Im Unterschied zur Schweiz hat die EU bereits 2023 auf den Markteintritt von Temu reagiert und neue Digitalgesetze verabschiedet. Onlinemarktplätze müssen seitdem offenlegen, wie ihre Algorithmen funktionieren, illegale Produkte rasch aus ihrem Angebot löschen und Werbung für Minderjährige strenger filtern.
Zudem werden die grossen Plattformen verpflichtet, Verantwortung als Händler zu übernehmen, wozu auch eine Haftungspflicht gehört. Dies soll die gängige Praxis der Webplattformen unterbinden, sich lediglich als Vermittler zwischen Kunden und Hunderttausenden Anbietern darzustellen.
Wer sich nicht an die Vorschriften hält, riskiert Milliardenbussen. Dass es die EU dabei ernst meint, hat sie mit der Eröffnung diverser Verfahren bereits bewiesen.
Hat der Bund absichtlich gebremst?
Nun will also auch die Eidgenossenschaft einen Schritt weiter gehen. Schweizer Händler und Konsumentenschützer warten darauf seit langem. Seit zwei Jahren fordern sie den Bundesrat beharrlich dazu auf, ausländische Anbieter endlich denselben gesetzlichen Vorschriften zu unterstellen wie hiesige Produzenten und Händler.
Im Parlament wurde die Zurückhaltung des Bundesrats von links bis rechts als Versuch interpretiert, Chinas Führung nicht unnötig zu verärgern: Die Schweiz strebt ein neues Freihandelsabkommen mit der Volksrepublik an.

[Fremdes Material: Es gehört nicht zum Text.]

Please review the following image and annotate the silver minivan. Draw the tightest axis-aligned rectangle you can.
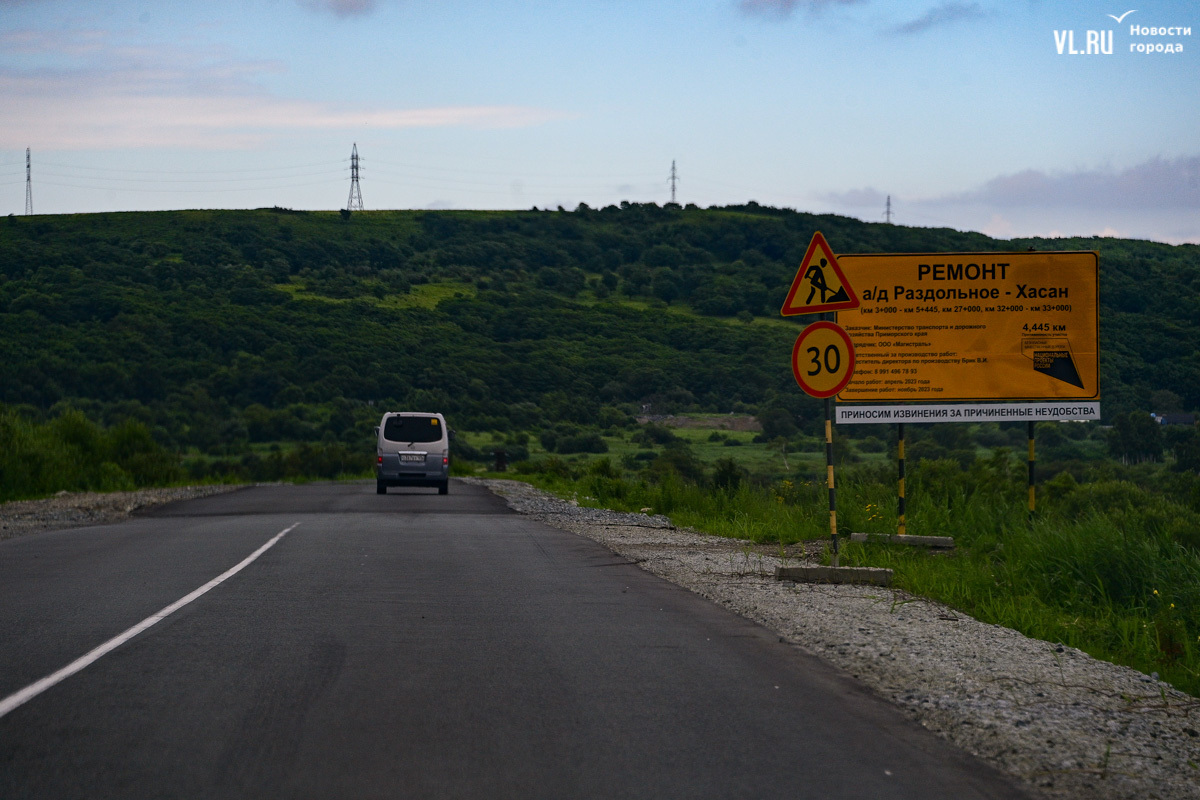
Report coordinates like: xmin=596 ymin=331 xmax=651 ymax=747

Details zum Inhalt der geplanten Gesetzesänderungen und zum zeitlichen Fahrplan gibt das Seco nicht preis. Wann genau die Schweiz beginnen wird, effektiv gegen chinesische Billiganbieter im Netz vorzugehen, bleibt daher ungewiss.
Bis dahin zahlen die Konsumentinnen und Konsumenten die Zeche – nicht nur durch mögliche Gefahren der Billigware: Wie Blick berichtete, werden in der Schweiz jährlich bis zu 2000 Verfahren eröffnet, weil Kunden in die Temu-Falle tappen und über die App Produkte bestellen, die in der Schweiz verboten sind – beispielsweise Spielzeugpistolen, die echten Waffen ähneln.
Kürzlich musste ein Aargauer eine Busse von 6500 Franken zahlen, weil er bei Temu zwei pinkfarbene Wasserpistolen geordert hatte. Der Mann hatte sich unwissend der «fahrlässigen widerrechtlichen Einfuhr von Waffen» schuldig gemacht.